Standard C++ Input/Output

In the Standard C++ Library, all input/output is mediated by iosrteam objects of template types basic_istream, basic_iostream, and basic_ostream. Atomic operations on these objects, such as extractions and insertions, are protected against simultaneous access from different threads. They are also synchronized with operations directly on the FILE object that underlies each iostream object. (In this implementation there is no need to call the iostream member function sync_with_stdio to ensure such synchronization, nor is there any performance benefit in disabling it.) Thus, you can safely share iostream objects across threads without worrying about loss of integrity. But once again you might not like the way file accesses interleave, so you typically need additional thread locks at the appropriate level of granularity.
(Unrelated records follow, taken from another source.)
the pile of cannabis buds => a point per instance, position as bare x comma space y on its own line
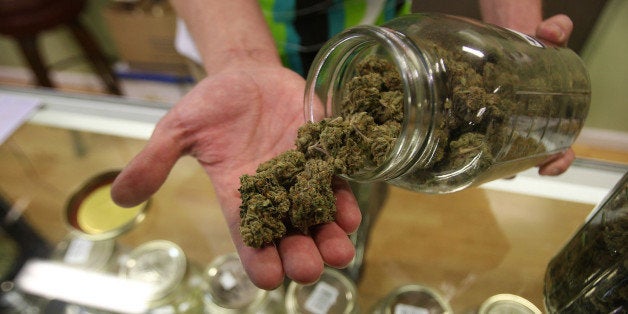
293, 191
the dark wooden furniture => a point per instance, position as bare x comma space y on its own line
25, 20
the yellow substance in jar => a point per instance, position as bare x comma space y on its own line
98, 213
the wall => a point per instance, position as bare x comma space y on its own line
605, 55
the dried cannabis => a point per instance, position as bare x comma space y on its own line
483, 121
293, 191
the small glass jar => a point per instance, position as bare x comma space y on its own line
479, 102
228, 289
333, 293
178, 285
508, 303
590, 273
412, 298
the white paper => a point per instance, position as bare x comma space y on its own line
14, 111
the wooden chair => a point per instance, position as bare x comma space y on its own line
25, 20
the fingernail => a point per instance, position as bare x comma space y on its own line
551, 171
556, 31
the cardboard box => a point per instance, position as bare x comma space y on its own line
144, 38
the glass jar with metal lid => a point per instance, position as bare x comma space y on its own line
97, 255
164, 264
438, 103
590, 273
228, 289
333, 293
413, 298
508, 303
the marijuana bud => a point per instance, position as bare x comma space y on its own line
293, 191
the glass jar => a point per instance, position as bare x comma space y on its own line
229, 290
412, 298
178, 284
477, 102
590, 273
333, 293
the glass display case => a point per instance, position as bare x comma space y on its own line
465, 247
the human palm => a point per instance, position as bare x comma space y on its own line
230, 123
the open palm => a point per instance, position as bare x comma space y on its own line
231, 122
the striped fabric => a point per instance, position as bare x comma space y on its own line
301, 27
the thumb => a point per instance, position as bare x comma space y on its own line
146, 173
555, 29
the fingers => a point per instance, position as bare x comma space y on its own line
263, 266
145, 174
303, 256
334, 245
557, 164
555, 29
348, 216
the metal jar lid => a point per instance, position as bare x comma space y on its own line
91, 212
414, 298
332, 293
85, 253
508, 304
229, 289
157, 262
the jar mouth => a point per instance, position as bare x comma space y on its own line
335, 64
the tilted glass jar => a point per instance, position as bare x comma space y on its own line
480, 102
590, 273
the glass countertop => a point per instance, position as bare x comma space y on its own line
467, 246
If you want changes to the file to be reflected after each atomic write, you must change the definition of the macro _IOSTREAM_OP_LOCKS from 0 to 1 in all copies of the internal header <yvals.h>, then rebuild the libraries. Since this disables quite a bit of file buffering, your program may well run slower. And you might still not like the way the atomic writes interleave; but you do have tighter control over file modifications with this option.

Containers

For the container objects defined in the Standard C++ Library, such as STL Containers and objects of template class basic_string, this implementation follows the widely adopted practices spelled out for SGI STL:

Thus, no attempt is made to ensure that atomic operations on container objects are thread safe; but it is easy enough to make shared container objects that are thread safe at the appropriate level of granularity.